Osoba’s Fulfilled Dreams

Osoba’s Fulfilled Dreams

Society Watch By Adebayo Adeoye

“Hold fast to dreams, for if dreams die, life is a broken-winged bird that cannot fly,” said American poet, Langston Hughes.

One only wonders the visions the teenage Olusegun Osoba saw on his commute from Osogbo, where he was born and grew up, to Abeokuta where he’s from, and onwards to Lagos, where he attended secondary school.
A picture taken in 1958 shows a smartly dressed Osoba gazing, as if into the future, as the train that conveyed him rumbled on its path.

Only Chief Osoba can tell us his train of thought, the dreams he dreamt, and if he foresaw a future where commuters on a train headed for or passing through his home town, would bellow his name when they get to the Olodo station. Only he can tell us if it was part of his daydreams, or beyond his wildest dreams.

Yes, President Muhammadu Buhari deemed it fit to name the Olodo train station after the illustrious Ogun State citizen, and there is no denying that the octogenarian fully deserves it.

In the years following those teenage train trips, Osoba has through visionary thoughts, hard work, commitment and dedication, built himself to be the serial achiever that he is today, all which have culminated in this latest honour.

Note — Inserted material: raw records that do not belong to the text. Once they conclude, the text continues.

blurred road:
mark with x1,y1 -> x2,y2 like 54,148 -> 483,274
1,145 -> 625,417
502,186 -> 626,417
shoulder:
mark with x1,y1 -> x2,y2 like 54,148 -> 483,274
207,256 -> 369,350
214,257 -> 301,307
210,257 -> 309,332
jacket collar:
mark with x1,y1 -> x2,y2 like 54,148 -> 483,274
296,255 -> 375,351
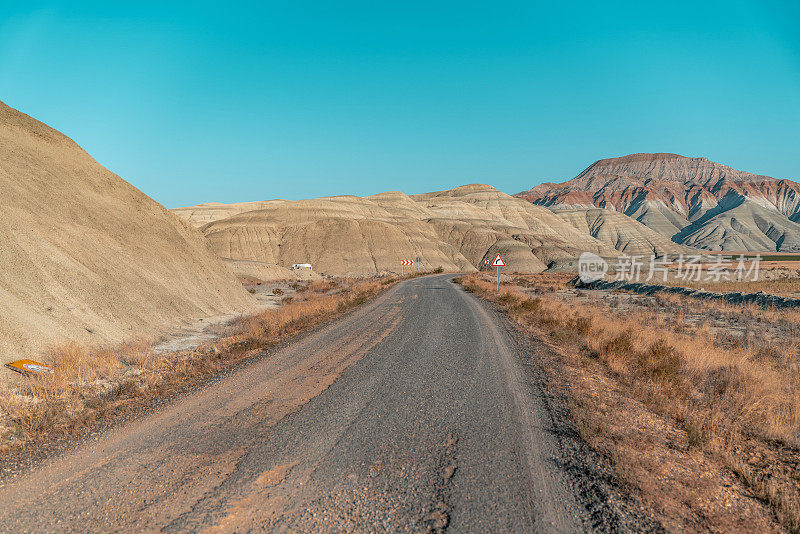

Chief Osoba is a renowned journalist of international repute, and multiple awards are a testament to his excellence. He rose to the zenith of his profession working for various news organisations both local and foreign, editing various titles in the Daily Times stable, and later becoming the paper’s managing director.

The high esteem in which he’s held by his kinsmen is apparent: on two different occasions and under different political realities, he was elected governor of Ogun State at the beginning and at the end of the 1990s.

A statesman whose voice is respected across different party lines and political divides, Chief Osoba holds the chieftaincy titles of the Akinrogun of Egbaland and the Aremo Awujale of Ijebu.

Now, it must be pleasing to him that the long abandoned and criminally neglected rail transportation in Nigeria is experiencing a long overdue renaissance under the leadership of the political party he belongs to. This once seemed like a pipe dream.

Very soon, teenagers with dreams and aspirations will embark on similar commutes reminiscent of the one the young Osoba took. This time though, when the train approaches the Olodo Station, there will be excited cries of “Osoba!”